Vous savez, cet exposé écrit lu en loge par un frère ou une sœur, que l’on appelle aussi « morceau d’architecture » en référence symbolique aux pièces de construction.
Nos lointains cousins, bâtisseurs de cathédrales, ne se doutaient pas, en portant les pierres contre leurs cœurs, au risque de leur vie, sur la planche étroite de l’échafaudage, que celle-ci comportait plusieurs sens ! Confiants en ma solidité, préoccupation majeure, ils ignoraient que je leur indiquais aussi une direction à suivre. Et par métaphore, une transformation de leur progression pas à pas, en actes positifs dans la cité.
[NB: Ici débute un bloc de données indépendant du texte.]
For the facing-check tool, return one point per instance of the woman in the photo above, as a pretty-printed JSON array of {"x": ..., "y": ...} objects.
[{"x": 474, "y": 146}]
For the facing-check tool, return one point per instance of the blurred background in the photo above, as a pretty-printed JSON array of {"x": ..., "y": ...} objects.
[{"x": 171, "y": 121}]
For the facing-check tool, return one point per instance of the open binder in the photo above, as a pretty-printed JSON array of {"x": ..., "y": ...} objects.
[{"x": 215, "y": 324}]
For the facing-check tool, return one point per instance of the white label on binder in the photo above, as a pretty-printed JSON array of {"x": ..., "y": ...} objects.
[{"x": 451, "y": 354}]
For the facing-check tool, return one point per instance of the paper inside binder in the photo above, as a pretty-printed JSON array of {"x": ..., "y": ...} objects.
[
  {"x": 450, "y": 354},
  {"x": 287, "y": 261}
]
De matériau de chantier élevant l’homme vers le ciel, je suis ainsi devenue de la « matière à penser » horizontale pour lui permettre de mieux avancer vers les autres ! De support des corps, me voici métamorphosée en support de réflexion. Et même en tremplin pour permettre aux maçons de l’esprit de bondir dans le vaste domaine de l’imaginaire ! D’une planche, l’autre. A écrire et à lire, pour être écoutée, réfléchie, augmentée, reproduite. Copiée, traduisent outrés les « étroits penseurs ». Transmise, rectifient souriants, les « larges d’idées ». Car tel est bien là, le credo même des francs-maçons : la transmission ! Sous toutes ses formes. Pourvu que, planche de mon état, j’enrichisse quelqu’un. Rédacteur, auditeur, lecteur. Et même l’emprunteur occasionnel, passeur à sa façon, à qui je transmets, qui sait, du désir. A savoir, le modèle même pour écrire un jour une planche, à son tour. Au fil du temps, l’homme ne doit-il sa survie à l’imitation qui engendre elle-même la création ?! Dès lors, trêve de morale culpabilisante : il n’y a pas de maçons plagiaires, il n’y a que des frères à instruire !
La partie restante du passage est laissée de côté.